How the NBA’s pandemic success created an ‘unrealistic expectation’ for sports leagues

When the NBA, the NHL and MLB started their playoffs this year, they observed strict rules about whom their players could interact with — “bubbles” meant to make sure outbreaks were limited and contained.

The NFL is instituting no such bubble for its coming playoffs, according to an internal league memo obtained by NBC News. The league informed teams this week that they can’t require players or staff members to stay in isolation in hotel rooms beyond the night before a game.

Covid-19 cases and hospitalizations are surging across the country, outpacing the outbreaks early in the year that suspended organized sports across the United States. Since then, most leagues have restarted play even as players have tested positive, games have been delayed and the broader national situation has worsened.

“I think a lot of what happened with sport was what happened in the rest of the country,” said Dr. Gretchen Snoeyenbos Newman, an infectious disease expert and assistant professor at Wayne State University in Detroit. “We weren’t getting clear messaging from the top. Without that coordinated national response, it was left up to individual leagues, players, communities about what they were going to do, which is no way to run a pandemic.”

The NFL declined to comment on the memo.

When sports leagues paused their seasons in mid-March, the focus quickly turned to whether and how they could resume. The discussions were bolstered by the success of the NBA’s bubble strategy — which other leagues haven’t followed.

The NBA’s bubble required daily testing, mandated mask-wearing and kept players and league personnel isolated from the outside world to reduce the spread of Covid-19. And while it proved successful at keeping out Covid-19, many players spoke about the challenge of being isolated from families, friends and their homes.

“The NBA almost set an unrealistic expectation,” said Zachary Binney, an epidemiologist who also works in the sports industry. “They came back in an incredibly responsible way and basically had zero cases.
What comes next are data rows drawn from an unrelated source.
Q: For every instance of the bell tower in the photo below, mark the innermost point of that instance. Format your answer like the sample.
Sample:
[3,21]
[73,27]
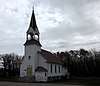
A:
[33,32]
[31,48]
It was amazing. I would not have argued for them to do anything different.

“I don’t think that was ever realistic for leagues outside of a bubble, and I don’t think it was necessarily the way to measure whether they were successful or not,” Binney added.

But most leagues that resumed playing didn’t keep players in bubbles — and numerous players have tested positive. The NFL delayed 15 games because of positive tests, with many teams having to temporarily shut down their facilities. At the top level of college football, more than 130 games were canceled because of positive Covid-19 tests. Even the NBA, which has started its 2020-21 preseason outside a bubble, has had to deal with positive cases and canceled games.

The NFL, which wasn’t in season when the pandemic began, was forced to make adjustments but ultimately stuck to its schedule, and it expects to stay on track through the Super Bowl.

“The number of Covid positives among our personnel has decreased by half in consecutive weeks, and this decline comes at a time when positive rates in our communities continue to climb,” NFL Commissioner Roger Goodell said on a media call Dec. 16. “These latest reports are evidence our protocols are working. … Our guiding principle all along here has been to limit the risk to players and personnel and continue to evolve our protocols when we see opportunities to reduce risk for our personnel.”

Goodell did say testing would be extended to other people living in the households of players and league personnel to keep transmission down.

The situation is even more concerning at the collegiate and youth levels of sport, Binney said.

“There’s a lot more unwelcome acceptance of the number of cases as just ‘this is the price we have to pay for sports,'” Binney said. “They’ve just sort of realized that society is going to tolerate this, and so there’s no reason for them not to play.”

Dr. Jill Weatherhead, an infectious disease expert at Baylor College of Medicine in Houston, said the difference between professional and collegiate sports is important to consider when resuming play, because, unlike pro players and teams, collegiate players aren’t paid, and not all collegiate teams have the same access to resources as their counterparts.

“This has not affected every community the same. It has separated itself economically as well as amongst race and ethnic lines, and we’ve seen the disproportionate effect of this disease in cases, hospitalizations and deaths,” Weatherhead said. “We need to be thinking with that lens when we’re making decisions in terms of risk.”

Weatherhead said the disparate access to resources among college teams will ultimately affect how well they’re able to protect their students and staff members.

That’s important, because as all three experts said, teams’ or leagues’ ability to minimize spread can have further-reaching ramifications for their local communities.

“There are some people who are being very selfish, saying we want to play and not really acknowledging that they’re not the only ones who matter, that other people have different things that they want,” Binney said. “Like maybe your local nurses and doctors and grandparents would prefer you not play? Does that matter at all?”

The implications outside of sports have become even more salient now that Covid-19 vaccines have started to roll out, with more widespread availability expected in 2021.

“This is the fourth quarter. The sports metaphor is completely apt here. It is time to lock it down,” Newman said. “Just make it through until the summer. The end is in sight. Let’s not blow it now. We should be being as cautious as possible, because we know it’s time-limited.”